Just a Bad Day
It was over something so small and insignificant.
I thought the lurker did it but turned out it was the one who made me nervous who reported me for a mistake. I was feeling frustrated by someone not responding to my messages and then we have a plumbing problem again. It seems to be ok now but the timing of a message popping up on my screen did me in while I was leaving a message for the person I couldn't get a hold of and kind of forgot what I was saying when I read the message.
Someone said there's so many things happening that mistakes will happen. It just got to me today. It was between the plumbing here, the monster down stairs, the passenger side of my door looking banged up, feeling trapped and stressed. I couldn't take it.
I thought I got to show my face on screen and I thought I don't care if I have a puffy face or red eyes. I am so tired of others not turning their screen on when we were told to do it. It's just stupid stuff that upset me more.
For a long time, like for 10 years, I would get messages when I made mistakes and it wasn't a reminder so much. It was a "shame" email. You take it with a grain of salt because everyone gets them but after awhile, it gets to you. When I was dragged into a meeting a day after Christmas with Frick and Frack, I was berated in front of a group of people and humiliated for being behind on my work. We had lost Corinne and when I mentioned, I was told that I was making excuses. So I burst into tears when she did that and later she said, I was really mad at Frick and her excuses and you know it's only human to cry.

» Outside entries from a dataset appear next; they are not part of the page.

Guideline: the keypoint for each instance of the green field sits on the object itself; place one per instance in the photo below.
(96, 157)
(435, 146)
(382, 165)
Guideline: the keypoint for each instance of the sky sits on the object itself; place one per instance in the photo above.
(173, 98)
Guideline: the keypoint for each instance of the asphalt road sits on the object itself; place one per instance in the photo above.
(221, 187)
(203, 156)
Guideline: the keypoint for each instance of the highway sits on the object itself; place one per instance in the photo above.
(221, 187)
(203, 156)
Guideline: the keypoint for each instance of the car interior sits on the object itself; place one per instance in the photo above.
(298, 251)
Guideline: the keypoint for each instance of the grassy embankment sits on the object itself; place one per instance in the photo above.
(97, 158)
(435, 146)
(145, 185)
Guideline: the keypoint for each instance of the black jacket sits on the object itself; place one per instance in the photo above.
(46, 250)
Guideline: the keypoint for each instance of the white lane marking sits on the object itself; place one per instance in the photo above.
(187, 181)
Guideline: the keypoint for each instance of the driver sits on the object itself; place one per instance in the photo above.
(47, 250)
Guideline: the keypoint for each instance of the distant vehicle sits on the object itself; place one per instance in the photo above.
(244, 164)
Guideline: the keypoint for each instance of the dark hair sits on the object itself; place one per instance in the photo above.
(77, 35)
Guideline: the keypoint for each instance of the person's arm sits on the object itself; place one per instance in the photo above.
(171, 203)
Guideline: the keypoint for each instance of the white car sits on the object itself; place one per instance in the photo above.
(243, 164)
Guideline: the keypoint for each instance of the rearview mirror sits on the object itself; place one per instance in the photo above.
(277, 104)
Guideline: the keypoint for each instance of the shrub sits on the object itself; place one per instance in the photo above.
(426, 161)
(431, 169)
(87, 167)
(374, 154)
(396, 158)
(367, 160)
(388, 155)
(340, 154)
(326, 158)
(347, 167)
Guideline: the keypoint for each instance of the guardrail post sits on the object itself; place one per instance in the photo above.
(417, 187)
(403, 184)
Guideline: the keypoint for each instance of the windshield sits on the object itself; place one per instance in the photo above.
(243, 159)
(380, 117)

Today was nothing like that. It was a building up of sorts that really got to me. It was a reminder of what had happened in the past and I'm thankful it's the past. It affected me. People would tattle on each other and have blind carbon copies when someone would do something. Reminds you of Survivor or Lord of the Flies.
It's probably for the best that I'm off in the afternoon even if it's for a really bad reason. I can sit down in the waiting room and read my book or play video games. I know I'll be behind more, but it is what it is. It's life and it's messy and chaotic.
Hopefully my landlord can come over within the next day or so. I got to lift weights to push the handle down. At least we got our fix for the moment.
I hope Joe Biden does have some good zingers. I need a good laugh.